GH-48198: [C++][Parquet] Fix all the testcase issues to enable Parquet DB support on s390x by Vishwanatha-HD · Pull Request #48200 · apache/arrow

Vishwanatha-HD · 2025-11-21T12:11:36Z

Rationale for this change

This PR is intended to enable Parquet DB support on Big-endian (s390x) systems. The fix in this PR fixes all the remaining testcase issues. The fix mainly involves the byte swapping in order to take care of endianness issues.

What changes are included in this PR?

The fix includes changes to following testcase files:
cpp/src/arrow/dataset/file_parquet_test.cc
cpp/src/arrow/util/byte_stream_split_test.cc
cpp/src/parquet/arrow/arrow_reader_writer_test.cc
cpp/src/parquet/column_writer_test.cc
cpp/src/parquet/encoding_test.cc
cpp/src/parquet/level_conversion_test.cc
cpp/src/parquet/metadata_test.cc
cpp/src/parquet/reader_test.cc
cpp/src/parquet/statistics_test.cc
cpp/src/parquet/types_test.cc

Are these changes tested?

Yes.
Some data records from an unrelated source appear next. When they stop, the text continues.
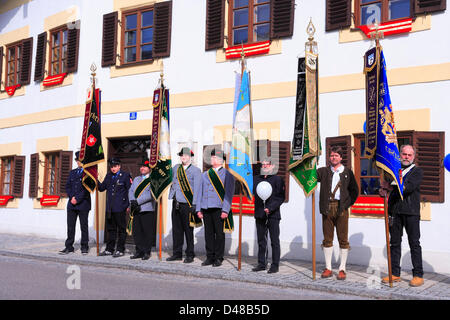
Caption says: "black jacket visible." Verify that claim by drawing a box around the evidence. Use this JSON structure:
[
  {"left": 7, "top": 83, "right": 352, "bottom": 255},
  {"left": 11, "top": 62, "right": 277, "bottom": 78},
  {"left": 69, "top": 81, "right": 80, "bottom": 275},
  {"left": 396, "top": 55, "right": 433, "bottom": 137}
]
[
  {"left": 66, "top": 169, "right": 91, "bottom": 211},
  {"left": 317, "top": 167, "right": 359, "bottom": 215},
  {"left": 98, "top": 171, "right": 131, "bottom": 212},
  {"left": 388, "top": 166, "right": 423, "bottom": 215},
  {"left": 253, "top": 175, "right": 285, "bottom": 219}
]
The changes are tested on s390x arch to make sure things are working fine. The fix is also tested on x86 arch, to make sure there is no new regression introduced.

Are there any user-facing changes?

No

GitHub main Issue link: #48151

GitHub Issue: [C++][Parquet] Fix all the Testcase issues to enable Parquet DB support on s390x #48198

github-actions · 2025-11-21T12:12:01Z

⚠️ GitHub issue #48198 has been automatically assigned in GitHub to PR creator.

k8ika0s · 2025-11-23T22:47:31Z

@Vishwanatha-HD

Looking over this batch of tests, a few patterns in how the expected bytes are formed caught my eye. Nothing alarming — just places where BE ends up taking a slightly different journey than LE depending on where the normalization happens.

• Half-floats: the assertions use the raw bits from the array, so BE naturally ends up comparing against host-order patterns unless those values get flipped before they reach the check.

• INT96 and other scalar stats: some expected strings are built straight from native-order limbs, which means the two architectures diverge a bit unless they’re pushed through one consistent conversion point.

• ByteStreamSplit: since the inputs to the encoder come in as native-order integers, the resulting split streams follow whatever the host layout is unless they’re normalized up front.

• Page-index and stats checks: a few comparisons still assume host-order for floats/doubles, while others already expect swapped limbs.

Individually these are all reasonable, but they do lead to small differences on BE because the tests anchor themselves at slightly different spots in the pipeline. Pulling the expectations toward one shared byte layout in a couple of places would likely smooth that out across hosts.

Vishwanatha-HD · 2025-11-24T13:28:03Z

@Vishwanatha-HD

Looking over this batch of tests, a few patterns in how the expected bytes are formed caught my eye. Nothing alarming — just places where BE ends up taking a slightly different journey than LE depending on where the normalization happens.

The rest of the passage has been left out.